Insulin resistance is a cardinal feature of normal pregnancy and excess growth hormone (GH) states, but its underlying mechanism remains enigmatic. We previously found a significant increase in the p85 regulatory subunit of phosphatidylinositol kinase (PI 3-kinase) and striking decrease in IRS-1-associated PI 3-kinase activity in the skeletal muscle of transgenic animals overexpressing human placental growth hormone. Herein, using transgenic mice bearing deletions in p85α, p85α, or insulin-like growth factor-1, we provide novel evidence suggesting that overexpression of p85α is a primary mechanism for skeletal muscle insulin resistance in response to GH. We found that the excess in total p85 was entirely accounted for by an increase in the free p85α-specific isoform.
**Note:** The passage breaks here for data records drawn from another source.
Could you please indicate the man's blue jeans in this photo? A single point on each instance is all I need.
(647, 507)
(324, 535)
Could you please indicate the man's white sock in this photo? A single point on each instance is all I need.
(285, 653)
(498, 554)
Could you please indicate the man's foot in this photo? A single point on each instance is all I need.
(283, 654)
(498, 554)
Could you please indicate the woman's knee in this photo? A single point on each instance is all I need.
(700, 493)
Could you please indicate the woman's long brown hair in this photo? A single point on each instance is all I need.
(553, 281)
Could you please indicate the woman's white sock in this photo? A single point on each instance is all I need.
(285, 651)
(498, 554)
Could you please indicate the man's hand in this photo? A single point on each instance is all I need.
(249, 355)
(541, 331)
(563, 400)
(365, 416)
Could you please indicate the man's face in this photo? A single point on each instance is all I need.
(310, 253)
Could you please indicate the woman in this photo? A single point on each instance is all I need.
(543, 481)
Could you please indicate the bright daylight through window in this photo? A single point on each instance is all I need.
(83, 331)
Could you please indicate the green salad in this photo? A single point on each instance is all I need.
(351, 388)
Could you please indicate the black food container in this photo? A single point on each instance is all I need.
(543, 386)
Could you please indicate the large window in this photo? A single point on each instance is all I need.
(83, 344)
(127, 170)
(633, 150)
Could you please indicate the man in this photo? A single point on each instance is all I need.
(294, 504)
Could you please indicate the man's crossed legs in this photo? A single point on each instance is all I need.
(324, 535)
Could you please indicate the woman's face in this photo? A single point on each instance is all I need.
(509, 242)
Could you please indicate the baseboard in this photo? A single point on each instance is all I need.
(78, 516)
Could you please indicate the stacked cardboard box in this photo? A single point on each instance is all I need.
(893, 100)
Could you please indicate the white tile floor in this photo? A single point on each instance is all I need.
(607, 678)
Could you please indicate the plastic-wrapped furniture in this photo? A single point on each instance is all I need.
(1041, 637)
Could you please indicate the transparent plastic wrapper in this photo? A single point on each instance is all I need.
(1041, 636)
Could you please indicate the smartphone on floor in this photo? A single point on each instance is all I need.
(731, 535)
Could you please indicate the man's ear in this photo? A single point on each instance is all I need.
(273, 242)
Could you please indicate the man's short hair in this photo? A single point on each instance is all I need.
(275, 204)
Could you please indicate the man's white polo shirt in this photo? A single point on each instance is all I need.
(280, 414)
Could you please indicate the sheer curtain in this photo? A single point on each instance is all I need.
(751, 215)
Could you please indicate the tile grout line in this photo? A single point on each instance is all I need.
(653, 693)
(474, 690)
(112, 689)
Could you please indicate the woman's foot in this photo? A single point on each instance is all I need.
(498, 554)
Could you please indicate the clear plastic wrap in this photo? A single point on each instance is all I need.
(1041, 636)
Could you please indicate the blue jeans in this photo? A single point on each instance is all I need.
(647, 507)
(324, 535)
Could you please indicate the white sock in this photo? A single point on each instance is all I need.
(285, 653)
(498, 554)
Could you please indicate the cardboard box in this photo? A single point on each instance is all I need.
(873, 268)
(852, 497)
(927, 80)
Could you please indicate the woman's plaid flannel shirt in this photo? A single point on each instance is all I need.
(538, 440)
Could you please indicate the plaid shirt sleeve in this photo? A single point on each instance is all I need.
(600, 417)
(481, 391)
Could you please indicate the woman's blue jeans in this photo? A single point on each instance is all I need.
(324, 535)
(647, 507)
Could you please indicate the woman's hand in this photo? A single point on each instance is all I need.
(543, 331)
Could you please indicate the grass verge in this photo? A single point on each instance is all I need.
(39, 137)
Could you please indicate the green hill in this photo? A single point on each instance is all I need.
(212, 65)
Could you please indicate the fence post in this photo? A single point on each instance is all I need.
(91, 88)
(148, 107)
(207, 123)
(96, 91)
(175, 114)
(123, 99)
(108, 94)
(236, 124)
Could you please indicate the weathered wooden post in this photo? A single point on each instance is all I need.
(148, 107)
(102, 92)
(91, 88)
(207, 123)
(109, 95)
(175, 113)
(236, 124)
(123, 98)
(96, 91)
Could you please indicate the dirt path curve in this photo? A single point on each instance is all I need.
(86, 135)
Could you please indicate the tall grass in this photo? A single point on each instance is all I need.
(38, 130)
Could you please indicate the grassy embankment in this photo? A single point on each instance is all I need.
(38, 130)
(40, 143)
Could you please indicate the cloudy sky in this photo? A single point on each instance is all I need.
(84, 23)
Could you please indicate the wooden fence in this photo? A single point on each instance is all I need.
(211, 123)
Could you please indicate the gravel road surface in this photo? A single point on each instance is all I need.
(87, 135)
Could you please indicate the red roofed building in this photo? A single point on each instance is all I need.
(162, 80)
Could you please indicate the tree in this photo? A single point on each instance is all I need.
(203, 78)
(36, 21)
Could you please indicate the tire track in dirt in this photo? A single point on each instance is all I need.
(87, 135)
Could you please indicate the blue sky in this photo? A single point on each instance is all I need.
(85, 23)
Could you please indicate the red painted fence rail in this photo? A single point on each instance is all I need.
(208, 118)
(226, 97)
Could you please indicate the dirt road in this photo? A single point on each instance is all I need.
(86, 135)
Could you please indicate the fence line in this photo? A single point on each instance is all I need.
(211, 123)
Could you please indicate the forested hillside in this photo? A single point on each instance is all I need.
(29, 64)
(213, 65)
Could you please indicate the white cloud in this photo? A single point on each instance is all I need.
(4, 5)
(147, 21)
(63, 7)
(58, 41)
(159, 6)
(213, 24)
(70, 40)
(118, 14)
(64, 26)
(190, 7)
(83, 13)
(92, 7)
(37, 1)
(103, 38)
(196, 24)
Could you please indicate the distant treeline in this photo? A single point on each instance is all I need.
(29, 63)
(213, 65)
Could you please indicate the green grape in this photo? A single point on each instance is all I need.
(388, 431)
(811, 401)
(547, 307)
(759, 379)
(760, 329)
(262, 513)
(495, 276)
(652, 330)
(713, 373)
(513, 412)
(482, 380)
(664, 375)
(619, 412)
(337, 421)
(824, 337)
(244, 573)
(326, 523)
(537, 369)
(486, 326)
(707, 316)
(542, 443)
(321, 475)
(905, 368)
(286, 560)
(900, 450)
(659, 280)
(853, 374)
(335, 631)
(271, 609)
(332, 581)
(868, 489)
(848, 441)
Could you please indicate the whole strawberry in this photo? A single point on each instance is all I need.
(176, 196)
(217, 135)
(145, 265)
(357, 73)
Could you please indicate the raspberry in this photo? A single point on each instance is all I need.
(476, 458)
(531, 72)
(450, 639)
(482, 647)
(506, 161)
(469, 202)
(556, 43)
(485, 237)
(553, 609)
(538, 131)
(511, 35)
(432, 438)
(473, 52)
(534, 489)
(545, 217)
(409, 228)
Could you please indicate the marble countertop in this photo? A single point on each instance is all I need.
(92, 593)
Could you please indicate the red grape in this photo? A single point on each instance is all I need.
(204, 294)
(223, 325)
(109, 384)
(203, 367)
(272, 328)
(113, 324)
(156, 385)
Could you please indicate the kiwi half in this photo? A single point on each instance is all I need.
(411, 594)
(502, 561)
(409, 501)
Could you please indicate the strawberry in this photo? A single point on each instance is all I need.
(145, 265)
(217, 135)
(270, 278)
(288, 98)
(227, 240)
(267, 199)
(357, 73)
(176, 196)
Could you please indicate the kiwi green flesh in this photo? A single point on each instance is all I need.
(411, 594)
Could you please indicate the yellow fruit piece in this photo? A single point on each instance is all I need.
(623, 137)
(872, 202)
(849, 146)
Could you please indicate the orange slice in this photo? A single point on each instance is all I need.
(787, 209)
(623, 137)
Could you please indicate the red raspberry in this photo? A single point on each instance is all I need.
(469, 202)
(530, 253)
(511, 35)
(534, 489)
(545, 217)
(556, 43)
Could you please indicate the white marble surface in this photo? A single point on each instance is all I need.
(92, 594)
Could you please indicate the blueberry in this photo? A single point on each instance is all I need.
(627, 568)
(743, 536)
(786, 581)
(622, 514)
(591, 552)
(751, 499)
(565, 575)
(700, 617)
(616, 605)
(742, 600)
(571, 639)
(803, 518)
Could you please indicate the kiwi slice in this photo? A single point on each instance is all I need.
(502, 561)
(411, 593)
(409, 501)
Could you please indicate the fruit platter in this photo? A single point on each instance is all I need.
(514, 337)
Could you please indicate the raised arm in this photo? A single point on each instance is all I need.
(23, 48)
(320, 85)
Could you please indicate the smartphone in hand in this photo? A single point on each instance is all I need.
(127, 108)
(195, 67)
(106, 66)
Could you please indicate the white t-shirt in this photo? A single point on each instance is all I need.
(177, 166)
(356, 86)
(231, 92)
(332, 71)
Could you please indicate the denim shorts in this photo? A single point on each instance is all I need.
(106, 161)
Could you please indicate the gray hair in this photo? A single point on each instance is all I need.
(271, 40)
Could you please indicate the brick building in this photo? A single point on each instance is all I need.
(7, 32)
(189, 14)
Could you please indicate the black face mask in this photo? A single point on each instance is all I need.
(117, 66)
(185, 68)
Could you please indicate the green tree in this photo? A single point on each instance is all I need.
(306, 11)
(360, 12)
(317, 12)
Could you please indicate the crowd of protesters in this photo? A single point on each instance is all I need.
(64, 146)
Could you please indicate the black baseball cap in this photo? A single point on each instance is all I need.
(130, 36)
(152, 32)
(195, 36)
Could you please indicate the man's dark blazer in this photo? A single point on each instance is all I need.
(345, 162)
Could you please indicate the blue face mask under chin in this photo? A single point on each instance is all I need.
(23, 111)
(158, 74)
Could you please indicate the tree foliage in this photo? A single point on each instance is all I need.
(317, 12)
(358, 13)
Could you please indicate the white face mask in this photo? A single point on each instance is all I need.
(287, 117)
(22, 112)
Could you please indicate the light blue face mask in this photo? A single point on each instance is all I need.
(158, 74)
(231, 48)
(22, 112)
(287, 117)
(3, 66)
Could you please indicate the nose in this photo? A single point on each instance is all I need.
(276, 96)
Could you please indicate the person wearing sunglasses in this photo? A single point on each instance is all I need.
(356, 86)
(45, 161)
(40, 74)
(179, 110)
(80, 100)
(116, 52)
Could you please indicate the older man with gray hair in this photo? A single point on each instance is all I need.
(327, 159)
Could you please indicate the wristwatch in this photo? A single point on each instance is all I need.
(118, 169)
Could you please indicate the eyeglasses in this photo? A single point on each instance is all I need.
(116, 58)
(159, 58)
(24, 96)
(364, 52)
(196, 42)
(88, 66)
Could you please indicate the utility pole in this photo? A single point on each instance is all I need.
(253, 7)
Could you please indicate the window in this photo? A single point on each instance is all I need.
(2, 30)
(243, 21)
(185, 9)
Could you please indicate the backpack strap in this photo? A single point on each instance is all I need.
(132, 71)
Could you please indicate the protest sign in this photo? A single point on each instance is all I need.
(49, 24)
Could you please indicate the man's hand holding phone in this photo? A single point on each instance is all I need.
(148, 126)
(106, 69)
In mice with a liver-specific deletion in insulin-like growth factor-1, excess GH caused insulin resistance and an increase in skeletal muscle p85α, which was completely reversible using a GH-releasing hormone antagonist. To understand the role of p85α in GH-induced insulin resistance, we used mice bearing deletions of the genes coding for p85α or p85β, respectively (p85α^+/- and p85β^-/-). Wild type and p85β^-/- mice developed in vivo insulin resistance and demonstrated overexpression of p85α and reduced insulin-stimulated PI 3-kinase activity in skeletal muscle in response to GH. In contrast, p85α^+/- mice retained global insulin sensitivity and PI 3-kinase activity associated with reduced p85α expression. These findings demonstrated the importance of increased p85α in mediating skeletal muscle insulin resistance in response to GH and suggested a potential role for reducing p8α as a therapeutic strategy for enhancing insulin sensitivity in skeletal muscle.